3.1.3. Antimicrobial Therapy

Antimicrobial treatment was initiated empirically in 179 patients (89.8%). The time interval between the onset of clinical symptoms and the administration of targeted treatment was eight days (interquartile range (IQR): 5–23.8). The survival outcomes did not differ significantly between those who received empirical therapy (81.9% survived vs. 18.1% died) those who received targeted therapy (75.0% vs. 25.0%, p = 0.424). Thirty-eight patients underwent treatment modification due to clinical non-response or the occurrence of adverse effects during the follow-up period (13 had clinical non-response, 12 had nephrotoxicity, two patients had an allergy, two patients had bone marrow suppression, two had hepatotoxicity, and seven had other adverse effects). The median duration of antimicrobial therapy was 42.0 days (IQR: 31.5; 50.5). Post-discharge, oral or parenteral antimicrobial therapy was prescribed in 46 (24.2%) and 16 (8.42%) patients, respectively. All of these patients were alive at the end of 90 days.
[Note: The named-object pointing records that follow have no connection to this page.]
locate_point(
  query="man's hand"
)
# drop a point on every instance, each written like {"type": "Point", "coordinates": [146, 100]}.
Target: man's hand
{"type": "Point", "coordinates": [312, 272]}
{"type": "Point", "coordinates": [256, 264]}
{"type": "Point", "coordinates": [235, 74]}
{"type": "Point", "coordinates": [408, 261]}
3.1.4. Surgical Procedures

A total of 133 patients (67.5%) underwent surgery. Open heart operations and valve repairs were performed in 23 cases (17.3%), transvenous lead extraction (TLE) in 104 cases (78.2%), and other surgical methods in six cases (4.5%). The median interval between diagnosis and surgical procedure was 10 days (interquartile range: 7–15). A significant proportion of patients who underwent TLE (89.4%) had subsequently undergone reimplantation. The median time between reimplantation and TLE was 50.0 days (interquartile range: 20.0–72.0).

3.1.5. Outcomes

The mortality occurred in 38 patients (19.3%), with a median time of 27.0 days (range: 7–90) between diagnosis and death. The 90-day survival probability was 80.7% (95% CI: 75.4–86.4%) (Figure 1A). The median length of hospital stay was 43.0 days (IQR: 24.2–56.8). Among the 159 patients who were alive at day 90 and had available follow-up data, 20 (12.6%) died within one year after discharge, 123 (77.4%) were alive, and the outcome was unknown for 16 (10.1%). Approximately one-third of the cases died within one year.

3.2. Statistical Results

3.2.1. Univariate Analyses

In univariable Cox regression analysis, higher Charlson comorbidity index (CCI) (HR: 1.25, 95% CI: 1.10–1.42) and Pitt bacteremia score (HR: 1.15, 95% CI: 1.05–1.26) were significantly associated with increased 90-day mortality (Table 1). According to log-rank tests, the 90-day survival probability significantly differed across several clinical variables (Figure 1B–I). Restricted mean survival time (RMST) was significantly lower in patients with tricuspid valve involvement (51.4 ± 6.7 vs. 80.8 ± 2.3 days, p < 0.001), acute kidney injury (58.4 ± 4.8 vs. 81.9 ± 2.3 days, p < 0.001), and blood culture positivity (62.2 ± 3.0 vs. 85.8 ± 2.4 days, p < 0.001). Significant differences were also observed for vegetation size ≥ 10 mm (p = 0.002), pulmonary embolism (p = 0.002), persistent bacteremia (p = 0.002), and perivalvular abscess (p = 0.035). Moreover, RMST was significantly lower in patients who did not undergo surgical intervention compared to those who did (68.4 ± 4.2 vs. 83.4 ± 1.6 days, p = 0.001), (Table 4).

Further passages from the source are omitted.